Mark HilverdaDec 20, 2016

Connecting with Carl Sagan at the Library of Congress

The Library of Congress is the largest library in the world containing collections covering numerous subjects from many nations. While attending a conference near Washington, D.C., I visited the library with colleague Brandon Schoelz, Systems Administrator here at The Planetary Society. We had limited time and one reason for this particular visit: The Seth MacFarlane Collection of the Carl Sagan and Ann Druyan Archive.

As we discovered, the archive is extensive and contains correspondence, photos, video, audio recordings, notes, manuscripts, mementos, space mission materials, and many other items collected throughout Carl Sagan’s life.
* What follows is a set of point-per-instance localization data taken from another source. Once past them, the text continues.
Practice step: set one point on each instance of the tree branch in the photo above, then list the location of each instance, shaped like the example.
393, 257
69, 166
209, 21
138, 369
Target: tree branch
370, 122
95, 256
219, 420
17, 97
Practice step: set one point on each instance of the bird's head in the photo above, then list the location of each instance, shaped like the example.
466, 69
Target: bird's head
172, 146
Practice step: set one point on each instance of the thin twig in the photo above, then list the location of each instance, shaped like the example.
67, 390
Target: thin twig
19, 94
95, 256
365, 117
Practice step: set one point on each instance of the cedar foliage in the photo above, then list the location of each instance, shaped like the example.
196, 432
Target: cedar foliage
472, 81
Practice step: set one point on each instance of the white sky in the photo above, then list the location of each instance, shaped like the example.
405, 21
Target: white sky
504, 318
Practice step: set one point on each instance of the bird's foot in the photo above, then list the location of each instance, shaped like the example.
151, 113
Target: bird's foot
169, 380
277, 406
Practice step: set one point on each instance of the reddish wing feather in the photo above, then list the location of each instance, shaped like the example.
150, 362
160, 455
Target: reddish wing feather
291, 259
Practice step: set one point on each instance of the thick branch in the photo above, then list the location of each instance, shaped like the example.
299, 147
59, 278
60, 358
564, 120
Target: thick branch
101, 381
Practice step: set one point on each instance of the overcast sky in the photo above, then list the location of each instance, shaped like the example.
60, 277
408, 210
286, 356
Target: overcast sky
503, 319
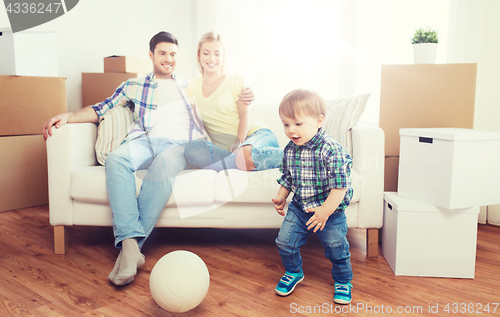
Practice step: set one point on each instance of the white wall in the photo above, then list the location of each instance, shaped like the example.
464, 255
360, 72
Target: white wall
95, 29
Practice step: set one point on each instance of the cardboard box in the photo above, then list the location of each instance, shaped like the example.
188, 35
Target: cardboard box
127, 64
449, 167
391, 173
23, 166
27, 103
424, 240
96, 87
28, 53
425, 96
Founders of The Planetary Society (1989, outside 65 N. Catalina Ave.)
Founders of The Planetary Society (1989, outside 65 N. Catalina Ave.) Planetary Society founders Bruce Murray, Carl Sagan, and Louis Friedman.Image: The Planetary Society

Exploring the archive is exhilarating and personal. Actually holding letters and research notes written by Carl Sagan makes his work tangible and connects the reader with the person who has inspired so many of us.

Visiting the Archive

The Library of Congress contains “more than 162 million items on approximately 838 miles of bookshelves.” It was our first time exploring the Library of Congress so knowing where to look involved some luck and assistance. Thanks to the help of friendly staff, we learned how to locate and access the archive. Here’s our experience as a helpful guide if you’d like to do some exploring of your own.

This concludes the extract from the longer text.